Complex interventions are an important topic in healthcare research and there are several frameworks available offering methodological guidance [32]. In all frameworks, the use of qualitative and quantitative study designs is recommended during the research process of developing and evaluating complex interventions [4,33]. Available reporting guidelines, which include items relevant for complex interventions, focus on the evaluation stage (Table 1). In contrast, CReDECI 2 covers all relevant methodological aspects that should be reported during the research process of the development, piloting, and evaluation of a complex intervention, but without focusing on specific study designs. Although a report of the main characteristics of the intervention and its development should be included in the publication of the evaluation trial, an additional publication on the development and piloting of the intervention is often needed to report all relevant information.

To ensure comprehensive reporting of all study design-specific criteria, further available reporting guidelines should be used [3].

Like the original criteria list [7], the CReDECI 2 criteria are organized according to the first three stages of the MRC framework for the development and evaluation of complex interventions [4]. However, the guideline was developed based on relevant methodological literature on complex interventions, without focusing on a specific framework. Therefore, CReDECI 2 can be used for all complex interventions, irrespective of the methodological framework or model guiding its development and evaluation. The last stage of the MRC framework [4], long-term implementation, is not part of CReDECI 2, which focuses on the development and evolution of the interventions, whereas the fourth stage targets interventions which have proved to be effective [7].

The reporting quality of complex interventions varied in different analyses and in different stages. Several studies showed that reporting of the development and evaluation of complex interventions is insufficient [34-36]. There is evidence that the endorsement of CONSORT by healthcare journals has led to an improvement in reporting quality [37]. Although, evidence is lacking for other reporting guidelines [38], it seems likely that applying CReDECI 2 will lead to an improved reporting quality in complex interventions. CReDECI is listed in the overview of the EQUATOR network [3] and used in the Agency for Healthcare Research and Quality’s research white paper on systematic reviews of complex interventions [39].

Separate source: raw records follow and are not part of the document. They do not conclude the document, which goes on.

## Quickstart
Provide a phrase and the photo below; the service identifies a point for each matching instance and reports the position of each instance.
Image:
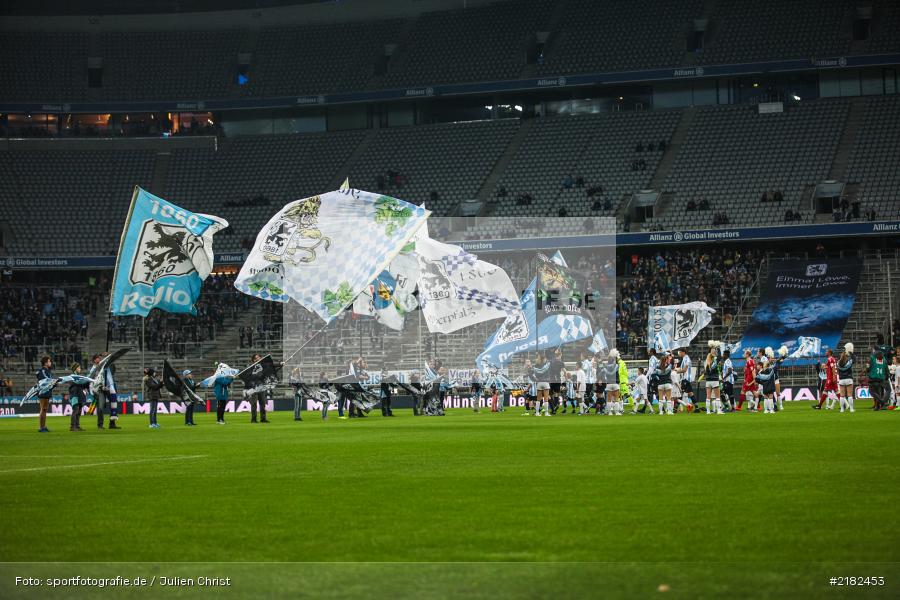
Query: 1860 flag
(164, 256)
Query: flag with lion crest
(324, 250)
(164, 256)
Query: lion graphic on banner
(685, 321)
(296, 233)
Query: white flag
(324, 250)
(457, 290)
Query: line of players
(603, 385)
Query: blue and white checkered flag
(455, 262)
(661, 342)
(449, 299)
(324, 250)
(488, 299)
(570, 328)
(807, 346)
(599, 342)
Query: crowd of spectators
(721, 277)
(44, 320)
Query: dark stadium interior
(671, 151)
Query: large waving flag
(457, 290)
(222, 370)
(390, 296)
(675, 325)
(164, 256)
(324, 250)
(516, 334)
(599, 342)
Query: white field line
(103, 464)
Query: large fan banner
(164, 256)
(805, 303)
(323, 251)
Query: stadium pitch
(692, 505)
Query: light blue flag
(563, 329)
(661, 342)
(599, 342)
(164, 256)
(516, 334)
(324, 250)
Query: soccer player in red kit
(830, 386)
(749, 386)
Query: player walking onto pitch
(664, 375)
(782, 356)
(748, 390)
(188, 397)
(766, 378)
(639, 389)
(684, 371)
(475, 399)
(45, 372)
(152, 385)
(845, 378)
(728, 380)
(829, 389)
(542, 373)
(711, 376)
(78, 398)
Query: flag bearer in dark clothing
(188, 380)
(44, 372)
(78, 398)
(152, 385)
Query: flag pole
(303, 345)
(890, 307)
(143, 343)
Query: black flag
(261, 376)
(175, 385)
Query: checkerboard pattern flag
(572, 327)
(455, 262)
(288, 262)
(488, 299)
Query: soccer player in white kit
(639, 391)
(846, 392)
(653, 379)
(684, 378)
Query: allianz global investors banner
(804, 298)
(558, 299)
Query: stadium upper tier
(499, 41)
(706, 162)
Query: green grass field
(487, 505)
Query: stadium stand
(591, 36)
(248, 177)
(324, 58)
(450, 159)
(769, 29)
(43, 67)
(874, 159)
(81, 196)
(184, 65)
(477, 44)
(495, 41)
(601, 149)
(785, 152)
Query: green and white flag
(324, 250)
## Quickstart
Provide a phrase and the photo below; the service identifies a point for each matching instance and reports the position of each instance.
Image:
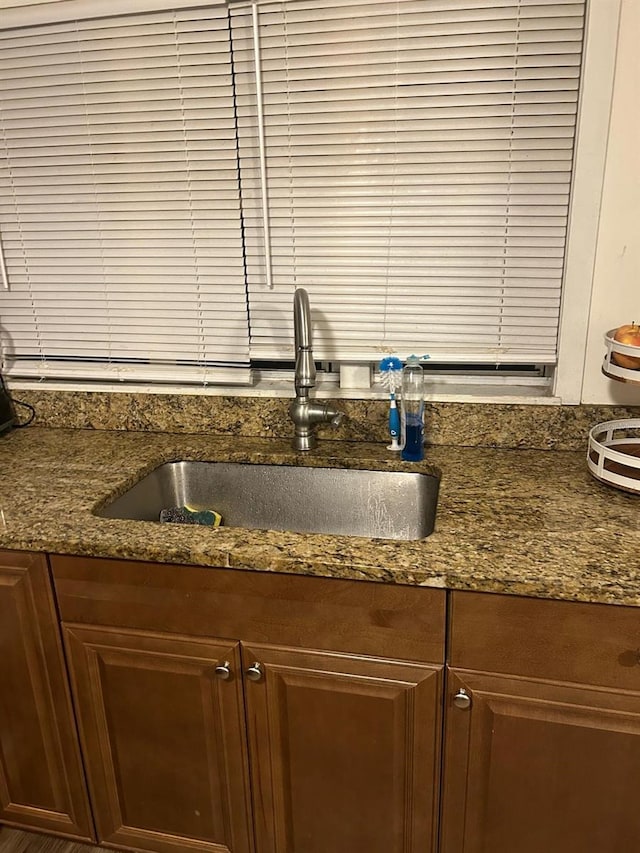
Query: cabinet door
(540, 766)
(41, 777)
(164, 739)
(344, 752)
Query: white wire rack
(613, 456)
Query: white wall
(616, 282)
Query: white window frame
(592, 134)
(599, 56)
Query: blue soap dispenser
(412, 410)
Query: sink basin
(377, 504)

With CReDECI 2, a formally consented revised reporting guideline becomes available, which guides manuscript preparation in the development, piloting, and evaluation of complex interventions. The original guideline showed its practicability [17] and since the structure of CReDECI 2 remains unchanged, this seems valid for the revised guideline too.

Although CReDECI aims to cover most of the processes of developing and evaluating complex interventions, it is relatively concise as, for example, it does not focus on design-specific methodological details. Therefore, CReDECI 2 could be used as a specific instrument for complex interventions alongside design-specific reporting guidelines, for example, CONSORT for RCTs [8]. The decision on the choice of additional design-specific instruments has to be left to the discretion of study authors or reviewers.